Nasir drew in a breath and cautiously made his way closer. He clenched his jaw and crouched beside Altair, the black of his coat settling behind him.

A monster couldn’t be free of his master if he never tried.

Altair choked and coughed at the same time. “I’m shocked, princeling.”

Nasir was, too.

“I was about to ask the Huntress for help. She seems to know her stuff.” Altair waggled his eyebrows, anger forgotten.

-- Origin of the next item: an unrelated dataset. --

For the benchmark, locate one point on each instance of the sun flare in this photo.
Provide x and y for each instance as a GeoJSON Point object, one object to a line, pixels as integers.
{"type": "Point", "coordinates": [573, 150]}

Nasir glared and wordlessly took the goatskin from his bloody hands to refill by the stream.

Altair gritted his teeth as Nasir cleaned the wound and carefully wound the bandage around his leg, reciting three words to himself over and over again: He’s my brother.

Altair tilted his head as he regarded him, and it was the most insulting thing the man had ever done: dismantling the apathetic mask Nasir had taken years to perfect.

“You’re my brother,” Nasir said suddenly, and as Benyamin shifted his focus to them, he realized he was beyond phrasing his questions as assertions. “All this time and you didn’t think to say anything?”

“Half brother,” Altair said with a groan. “So half the time, I did think of saying something. The other half”—he seemed to ponder his next words—“I very much wanted to kill you. You are the reason our mother is gone.”

The words were a knife to Nasir’s stomach. A noose of letters around his throat. His pulse fluttered when a wisp of black unfurled from his fingers, and he bit his tongue, reining it in. Every day he breathed was a reminder of his mother’s death, but hearing the words from Altair was different. Worse.

He recalled Altair’s hands around his neck after Deen had died. “You had your chance to kill me.”

“I made an oath, or I would have killed you years ag

o,” Altair murmured, and Nasir did not doubt it.

“An oath,” Nasir repeated. He tightened the bandage, and Altair hissed again.

“Allegiance is my undoing, it seems. If Ghameq could keep an oath to her, I figured I could, too. He was a good man. Treated me like his own and never went back on his promise. Not once was I harmed. Until he sent me here with his son, who had orders to kill me. That, princeling, was the moment I knew Ghameq no longer lived inside the body of Arawiya’s sultan.”

Until the Lion. But Ghameq did live. Nasir had seen hints of the man he once was, even if fewer and fewer as the days progressed. When he had mentioned the sultana that day. When the palace cook made her favorite mahshi with an extra squeeze of lemon over the stuffed squash, just as she liked it. “What of your own fathe—”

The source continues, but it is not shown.